DPT models for audio
- used a metric learning approach with a triplet loss
- instance generation is achieved through …
- noise injection
- shifting along time-frequency dimensions
- extracting samples in temporally close neighborhoods.
Previous works
-
[13] : proposed a benchmark for comparing speech representations on non-semantic tasks.
-
[16] Audio2vec : pretext task of estimating temporal distance between audio segments.
Despite recent progress… two limitations!

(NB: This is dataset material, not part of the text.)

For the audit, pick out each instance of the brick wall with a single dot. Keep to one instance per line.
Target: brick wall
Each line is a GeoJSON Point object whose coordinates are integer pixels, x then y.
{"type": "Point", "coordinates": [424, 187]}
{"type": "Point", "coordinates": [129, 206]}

Limitation 1: usualy focuses on speech tasks and ignores other audio tasks
- ex) acoustic scene detection or animal vocalizations.
Limitation2 : triplet-based objectives heavily rely on the mining of negative samples
- quality of learned features can vary significantly with the sample generation scheme.
COLA (COntrastive Learning for Audio)
-
POS = simply sample segments from the same audio clip
\(\rightarrow\) avoids exploring augmentation strategies entirely
-
NEG = simply associate segments from different clips in the same batch
\(\rightarrow\) does not require maintaining a memory bank of distractors as in MOCO
- Advantages
- allows us to consider a large number of negatives for each positive pair
- bypass the need for a careful choice of negative examples
- Different from CPC [2] as it does not predict future latent representations from past ones
Experiments
Diverse downstream tasks
- including speech, music, acoustic scenes, and animal sounds
Pre-training on the large-scale AudioSet
Downstream task : linear classifier trained over a COLA embedding gets close to the performance of a fully-supervised in-domain CNN
2. Method
( Encoder = CNN )
Notation
- encoder \(f\)
- log-compressed melfilterbanks \(\mathbf{x} \in \mathbb{R}^{N \times T}\)
- \(N\) : # of frequency bins
- \(T\) : # of time frames
- projector (shallow NN) : \(g\)
Procedure
-
step 1) \(h=f(x) \in \mathbb{R}^d\).
-
step 2) \(z=\) \(g(h)\)
- where bilinear comparisons are performed
( bilinear parameters: \(W\) )
- step 3) bilinear similarity : \(\mathrm{s}\left(x, x^{\prime}\right)=g(f(x))^{\top} W g\left(f\left(x^{\prime}\right)\right)\).
- less common that cosine similarity
- experiment : bilinear sim > cosine sim
- step 4) \(\mathcal{L}=-\log \frac{\exp \left(\mathrm{s}\left(x, x^{+}\right)\right)}{\sum \exp \left(\mathrm{s}\left(x, x^{-}\right)\right)}\).
- \(x^{-} \in \mathcal{X}^{-}(x) \cup\left\{x^{+}\right\}\).